Hi, i total agree with you, using a mac server, or and educate the users will be the only solution which will work now and in the future.
If it such important to store this ugly named stuff on a fileserver costs will rise for sure, but costs shouldnt be the main problem if
you plan to setup a long term staying fileserver.
Regards


Simon Hobson schrieb:
Mark C. Casey wrote:

We _cannot_ go about renaming files, for a number of reasons.. the primary being some of the files are technically not ours to alter without a clients permission (names and all) and you don't understand just how many files there are. There are quite probably thousands of files, spread across _hundreds_ of cds and dvds which comes to a total of roughly 400GB.


I understand what you are saying, but it doesn't change the situation - that no-one has a 'solution' for you. Perhaps there is some 'middle ground' you can explore (see below).

As to a Mac server, i'm not sure how much they cost but i'm guessing a lot for what i'm wanting.

I'm planning on building a RAID-5 fileserver running Linux (still undecided on distro) most likely running Netatalk and Samba. The server itself i'm planning for roughly 1TB of storage, possibly more. (at the moment in my plans it calls for 6x 250GB hdd's which gives me 1.2TB)

The cost of the above if I use Linux (and build it myself) comes to roughly £1000, which i'm guessing is a damn sight cheaper than a Mac equivalent server solution. (hell that's cheaper than a normal Mac tower)


You are right that a Mac server will cost more than your home-brew Linux box.

FWIW, I recently had to decide how to equip our Design department with their own fileserver. I decided to put in a G5 XServe so that OS X could take care of any file name mangling required (Samba is an integral service with OS X Server). When I get time the plan is to integrate it with the LDAP database from the main fileserver. I also felt it was 'safer' given that Netatalk still has issues (not least that it stores files differently to OS X via Samba) and they still have OS 9 machines which don't natively talk to Samba servers. To be perfectly honest, the price wasn't all that much more than buying a rack mount Dell server - especially taking all the 'incidental' costs (how much will it cost you to fix your filenames ?) into account. BTW, you haven't said how many users, you might find that you can 'liberate' a G4 that's due for an upgrade

from someones desk, stick on OS X Server 10 user,

and have an adequate server (400G isn't much BTW - our XServe has 500G of space available on raid 5 (3x250G disks) and I expect to have to switch to an external XRaid in a year or two when we run out of capacity.)

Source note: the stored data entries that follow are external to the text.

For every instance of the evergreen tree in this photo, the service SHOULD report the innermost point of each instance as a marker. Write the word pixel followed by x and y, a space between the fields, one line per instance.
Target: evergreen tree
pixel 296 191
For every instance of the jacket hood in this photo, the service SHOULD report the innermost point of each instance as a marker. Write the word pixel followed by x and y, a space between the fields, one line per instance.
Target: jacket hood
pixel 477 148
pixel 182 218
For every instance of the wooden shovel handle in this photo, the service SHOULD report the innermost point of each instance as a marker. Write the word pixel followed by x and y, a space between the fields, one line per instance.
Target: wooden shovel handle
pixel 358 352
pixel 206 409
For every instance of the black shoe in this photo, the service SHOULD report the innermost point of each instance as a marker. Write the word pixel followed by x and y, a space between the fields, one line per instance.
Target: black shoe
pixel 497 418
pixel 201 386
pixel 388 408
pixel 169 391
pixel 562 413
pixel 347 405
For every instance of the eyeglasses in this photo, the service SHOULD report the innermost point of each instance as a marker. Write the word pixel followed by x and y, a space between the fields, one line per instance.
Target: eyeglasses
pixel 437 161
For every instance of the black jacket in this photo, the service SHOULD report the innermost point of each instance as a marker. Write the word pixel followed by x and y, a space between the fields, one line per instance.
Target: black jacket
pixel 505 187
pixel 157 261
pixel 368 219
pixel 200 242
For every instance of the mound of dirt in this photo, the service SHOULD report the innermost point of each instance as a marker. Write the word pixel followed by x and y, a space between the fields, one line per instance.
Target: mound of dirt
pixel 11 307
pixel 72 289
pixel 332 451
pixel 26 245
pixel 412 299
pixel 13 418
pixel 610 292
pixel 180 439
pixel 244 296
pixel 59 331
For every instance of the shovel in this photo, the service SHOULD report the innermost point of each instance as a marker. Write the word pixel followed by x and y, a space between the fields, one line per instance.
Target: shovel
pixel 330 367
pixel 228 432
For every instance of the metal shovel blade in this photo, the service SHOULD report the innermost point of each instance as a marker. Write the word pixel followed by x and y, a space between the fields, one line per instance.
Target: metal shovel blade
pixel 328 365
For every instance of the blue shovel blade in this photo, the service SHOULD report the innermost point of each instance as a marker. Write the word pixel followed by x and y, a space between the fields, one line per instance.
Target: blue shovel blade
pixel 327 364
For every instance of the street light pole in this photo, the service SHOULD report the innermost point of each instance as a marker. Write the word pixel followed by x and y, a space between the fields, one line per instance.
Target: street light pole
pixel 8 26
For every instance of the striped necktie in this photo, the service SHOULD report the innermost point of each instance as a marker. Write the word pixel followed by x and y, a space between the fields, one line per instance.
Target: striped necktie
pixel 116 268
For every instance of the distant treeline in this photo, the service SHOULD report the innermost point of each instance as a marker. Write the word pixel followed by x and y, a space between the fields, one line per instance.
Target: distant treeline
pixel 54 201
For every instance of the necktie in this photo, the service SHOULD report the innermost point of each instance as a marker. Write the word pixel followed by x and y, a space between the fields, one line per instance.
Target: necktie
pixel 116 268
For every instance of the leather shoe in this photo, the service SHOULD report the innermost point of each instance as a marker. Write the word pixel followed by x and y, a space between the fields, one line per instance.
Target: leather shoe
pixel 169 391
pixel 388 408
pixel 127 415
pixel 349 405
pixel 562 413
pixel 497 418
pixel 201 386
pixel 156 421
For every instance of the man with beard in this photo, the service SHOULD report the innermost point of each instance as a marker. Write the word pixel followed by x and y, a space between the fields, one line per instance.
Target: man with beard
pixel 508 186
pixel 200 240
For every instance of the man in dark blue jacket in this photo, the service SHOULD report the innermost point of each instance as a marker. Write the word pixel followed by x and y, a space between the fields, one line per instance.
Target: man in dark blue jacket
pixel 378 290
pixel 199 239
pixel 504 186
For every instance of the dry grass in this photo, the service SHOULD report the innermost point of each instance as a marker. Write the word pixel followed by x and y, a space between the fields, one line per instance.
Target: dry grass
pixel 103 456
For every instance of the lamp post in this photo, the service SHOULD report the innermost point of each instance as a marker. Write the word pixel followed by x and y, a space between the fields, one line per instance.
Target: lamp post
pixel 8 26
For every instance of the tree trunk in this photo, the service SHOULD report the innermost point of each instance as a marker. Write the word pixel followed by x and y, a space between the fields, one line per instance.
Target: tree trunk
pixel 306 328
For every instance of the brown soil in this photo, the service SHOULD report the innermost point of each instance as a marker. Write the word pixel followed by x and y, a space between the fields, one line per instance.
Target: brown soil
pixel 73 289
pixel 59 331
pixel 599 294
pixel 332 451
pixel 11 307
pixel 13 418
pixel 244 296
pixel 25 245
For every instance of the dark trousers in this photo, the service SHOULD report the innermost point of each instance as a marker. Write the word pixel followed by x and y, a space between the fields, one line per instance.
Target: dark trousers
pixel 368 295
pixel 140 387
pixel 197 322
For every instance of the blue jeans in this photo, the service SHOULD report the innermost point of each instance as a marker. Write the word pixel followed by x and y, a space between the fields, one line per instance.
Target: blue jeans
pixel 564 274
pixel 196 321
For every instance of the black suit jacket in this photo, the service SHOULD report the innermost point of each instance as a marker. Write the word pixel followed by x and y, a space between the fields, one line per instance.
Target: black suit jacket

So where can you go from here ? Well the obvious (but not very helpful) response is not to start

from here ! Going forward you must educate your

designers to avoid all characters that have any issues with cross platform compatibility - it is the only long term solution. For existing work, do you really, absolutely, HAVE to put it all on the server ? For stuff that's "spread across _hundreds_ of cds and dvds" just leave it there until you have to do some work on it, and fix the problems as you come to them.


As to stuff that you'd need a clients permission to alter, well go and ask them ! Many of your clients are probably having the same issues and wishing they could change the names "but they can't because the designers did it that way" and are afraid to ask you to change them. Combine that with only fixing stuff when you have to change anything (ie when a client comes back for some changes, get permission to sort the filenames) and I think you'll find that the scale of the problem is reduced significantly.